Navigation

Multikey Index Bounds

The bounds of an index scan define the portions of an index to search during a query. When multiple predicates over an index exist, MongoDB will attempt to combine the bounds for these predicates, by either intersection or compounding, in order to produce a scan with smaller bounds.

Intersect Bounds for Multikey Index

Bounds intersection refers to a logical conjunction (i.e. AND) of multiple bounds. For instance, given two bounds [ [ 3, Infinity ] ] and [ [ -Infinity, 6 ] ], the intersection of the bounds results in [ [ 3, 6 ] ].

Given an indexed array field, consider a query that specifies multiple predicates on the array and can use a multikey index. MongoDB can intersect multikey index bounds if an $elemMatch joins the predicates.

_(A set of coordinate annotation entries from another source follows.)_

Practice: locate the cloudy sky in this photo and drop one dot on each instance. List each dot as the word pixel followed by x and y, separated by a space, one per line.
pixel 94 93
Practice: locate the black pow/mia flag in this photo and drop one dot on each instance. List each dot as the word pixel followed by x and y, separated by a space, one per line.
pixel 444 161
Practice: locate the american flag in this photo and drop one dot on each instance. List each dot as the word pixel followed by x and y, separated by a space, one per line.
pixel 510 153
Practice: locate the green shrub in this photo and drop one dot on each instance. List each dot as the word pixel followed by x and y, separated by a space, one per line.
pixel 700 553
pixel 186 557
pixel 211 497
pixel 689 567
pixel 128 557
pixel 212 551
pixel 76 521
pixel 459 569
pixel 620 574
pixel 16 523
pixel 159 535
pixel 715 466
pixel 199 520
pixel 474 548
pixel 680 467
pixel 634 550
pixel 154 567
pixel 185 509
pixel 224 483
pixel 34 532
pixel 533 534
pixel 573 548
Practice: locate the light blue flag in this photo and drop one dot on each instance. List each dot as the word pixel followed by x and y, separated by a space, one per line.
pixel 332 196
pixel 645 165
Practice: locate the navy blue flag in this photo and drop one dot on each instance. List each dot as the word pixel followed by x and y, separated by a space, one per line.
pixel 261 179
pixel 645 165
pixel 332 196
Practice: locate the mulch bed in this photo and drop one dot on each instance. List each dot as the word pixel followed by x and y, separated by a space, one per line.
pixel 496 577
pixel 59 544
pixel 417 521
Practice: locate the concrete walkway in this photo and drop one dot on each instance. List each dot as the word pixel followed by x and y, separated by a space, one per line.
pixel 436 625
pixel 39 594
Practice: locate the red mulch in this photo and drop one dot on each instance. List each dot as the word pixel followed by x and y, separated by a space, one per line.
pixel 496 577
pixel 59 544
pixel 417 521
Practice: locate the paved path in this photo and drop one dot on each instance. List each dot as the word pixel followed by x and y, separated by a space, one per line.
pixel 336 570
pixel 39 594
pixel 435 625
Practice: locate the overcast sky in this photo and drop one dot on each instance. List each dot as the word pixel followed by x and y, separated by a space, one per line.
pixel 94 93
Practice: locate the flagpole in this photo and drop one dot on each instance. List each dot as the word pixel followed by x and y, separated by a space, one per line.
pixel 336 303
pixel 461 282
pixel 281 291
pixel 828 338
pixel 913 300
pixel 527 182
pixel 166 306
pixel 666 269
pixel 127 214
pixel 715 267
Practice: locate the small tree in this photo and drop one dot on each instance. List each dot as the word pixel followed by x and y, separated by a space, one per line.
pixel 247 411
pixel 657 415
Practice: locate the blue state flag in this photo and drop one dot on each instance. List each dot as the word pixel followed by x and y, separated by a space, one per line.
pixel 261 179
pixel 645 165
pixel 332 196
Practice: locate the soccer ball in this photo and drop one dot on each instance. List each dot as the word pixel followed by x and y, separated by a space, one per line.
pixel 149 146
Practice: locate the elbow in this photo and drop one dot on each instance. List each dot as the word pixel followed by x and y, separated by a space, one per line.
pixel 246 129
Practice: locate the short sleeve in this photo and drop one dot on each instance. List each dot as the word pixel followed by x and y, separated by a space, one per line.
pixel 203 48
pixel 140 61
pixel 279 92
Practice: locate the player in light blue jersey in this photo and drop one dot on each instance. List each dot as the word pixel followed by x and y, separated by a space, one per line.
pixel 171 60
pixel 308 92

For example, a collection survey contains documents with a field item and an array field ratings:

{ _id: 1, item: "ABC", ratings: [ 2, 9 ] }
{ _id: 2, item: "XYZ", ratings: [ 4, 3 ] }

Create a multikey index on the ratings array:

db.survey.createIndex( { ratings: 1 } )

The following query uses $elemMatch to require that the array contains at least one single element that matches both conditions:

db.survey.find( { ratings : { $elemMatch: { $gte: 3, $lte: 6 } } } )

Taking the predicates separately:

  • the bounds for the greater than or equal to 3 predicate (i.e. $gte: 3) are [ [ 3, Infinity ] ];
  • the bounds for the less than or equal to 6 predicate (i.e. $lte: 6) are [ [ -Infinity, 6 ] ].

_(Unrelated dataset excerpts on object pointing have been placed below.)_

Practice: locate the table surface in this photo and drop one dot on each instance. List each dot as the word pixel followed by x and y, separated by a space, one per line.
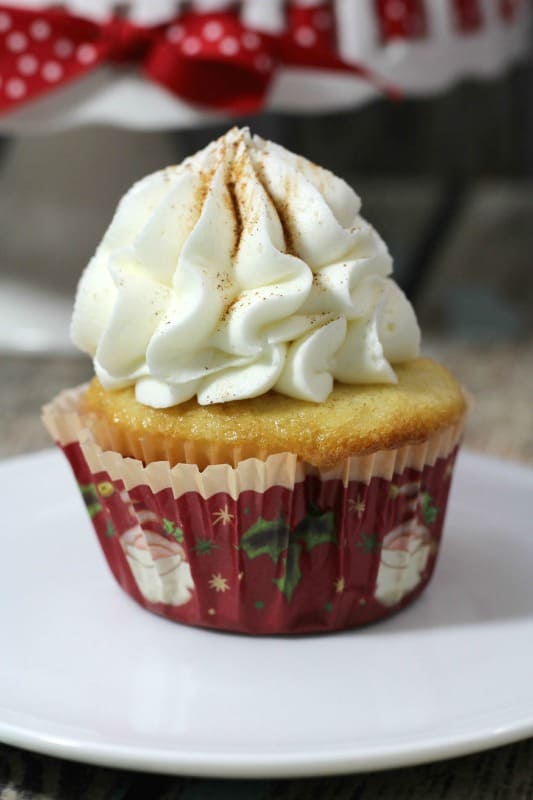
pixel 497 371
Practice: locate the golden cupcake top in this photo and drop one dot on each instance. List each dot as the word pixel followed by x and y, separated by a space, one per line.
pixel 243 270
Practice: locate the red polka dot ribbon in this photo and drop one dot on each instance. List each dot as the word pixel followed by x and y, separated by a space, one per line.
pixel 210 59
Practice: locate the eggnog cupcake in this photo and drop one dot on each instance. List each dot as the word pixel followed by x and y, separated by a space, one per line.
pixel 259 398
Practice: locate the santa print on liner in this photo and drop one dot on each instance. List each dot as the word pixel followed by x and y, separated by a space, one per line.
pixel 158 563
pixel 405 549
pixel 317 557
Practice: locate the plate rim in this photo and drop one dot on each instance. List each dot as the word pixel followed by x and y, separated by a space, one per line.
pixel 292 764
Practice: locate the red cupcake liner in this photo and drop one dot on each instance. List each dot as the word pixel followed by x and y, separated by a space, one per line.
pixel 267 547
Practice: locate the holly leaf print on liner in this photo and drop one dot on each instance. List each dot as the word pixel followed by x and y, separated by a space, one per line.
pixel 174 530
pixel 266 537
pixel 316 529
pixel 293 574
pixel 90 498
pixel 430 512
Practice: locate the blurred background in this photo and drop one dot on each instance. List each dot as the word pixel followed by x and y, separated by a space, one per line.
pixel 447 179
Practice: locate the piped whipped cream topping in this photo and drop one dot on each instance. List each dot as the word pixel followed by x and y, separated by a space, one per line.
pixel 244 269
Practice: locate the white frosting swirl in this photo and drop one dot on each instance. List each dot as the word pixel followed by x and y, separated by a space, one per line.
pixel 244 269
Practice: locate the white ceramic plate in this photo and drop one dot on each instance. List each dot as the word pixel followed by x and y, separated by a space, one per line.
pixel 87 674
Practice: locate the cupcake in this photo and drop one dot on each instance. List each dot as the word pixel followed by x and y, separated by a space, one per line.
pixel 262 448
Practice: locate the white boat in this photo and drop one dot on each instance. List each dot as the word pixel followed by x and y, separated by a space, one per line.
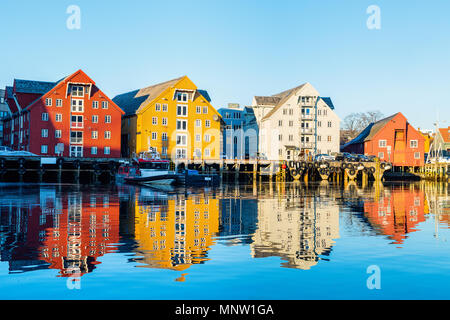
pixel 147 169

Because the query uses $elemMatch to join these predicates, MongoDB can intersect the bounds to:

ratings: [ [ 3, 6 ] ]

If the query does not join the conditions on the array field with $elemMatch, MongoDB cannot intersect the multikey index bounds. Consider the following query:

db.survey.find( { ratings : { $gte: 3, $lte: 6 } } )

The query searches the ratings array for at least one element greater than or equal to 3 and at least one element less than or equal to 6. Because a single element does not need to meet both criteria, MongoDB does not intersect the bounds and uses either [ [ 3, Infinity ] ] or [ [ -Infinity, 6 ] ]. MongoDB makes no guarantee as to which of these two bounds it chooses.

Compound Bounds for Multikey Index

Compounding bounds refers to using bounds for multiple keys of compound index. For instance, given a compound index { a: 1, b: 1 } with bounds on field a of [ [ 3, Infinity ] ] and bounds on field b of [ [ -Infinity, 6 ] ], compounding the bounds results in the use of both bounds:

{ a: [ [ 3, Infinity ] ], b: [ [ -Infinity, 6 ] ] }

If MongoDB cannot compound the two bounds, MongoDB always constrains the index scan by the bound on its leading field, in this case, a: [ [ 3, Infinity ] ].

Compound Index on an Array Field

Consider a compound multikey index; i.e. a compound index where one of the indexed fields is an array. For example, a collection survey contains documents with a field item and an array field ratings:

{ _id: 1, item: "ABC", ratings: [ 2, 9 ] }
{ _id: 2, item: "XYZ", ratings: [ 4, 3 ] }

Create a compound index on the item field and the ratings field:

db.survey.createIndex( { item: 1, ratings: 1 } )

The following query specifies a condition on both keys of the index:

db.survey.find( { item: "XYZ", ratings: { $gte: 3 } } )

Taking the predicates separately:

  • the bounds for the item: "XYZ" predicate are [ [ "XYZ", "XYZ" ] ];
  • the bounds for the ratings: { $gte: 3 } predicate are [ [ 3, Infinity ] ].

MongoDB can compound the two bounds to use the combined bounds of:

{ item: [ [ "XYZ", "XYZ" ] ], ratings: [ [ 3, Infinity ] ] }

Range Queries on a Scalar Indexed Field (WiredTiger)

Changed in version 3.4: For the WiredTiger and In-Memory storage engines only,

Starting in MongoDB 3.4, for multikey indexes created using MongoDB 3.4 or later, MongoDB keeps track of which indexed field or fields cause an index to be a multikey index. Tracking this information allows the MongoDB query engine to use tighter index bounds.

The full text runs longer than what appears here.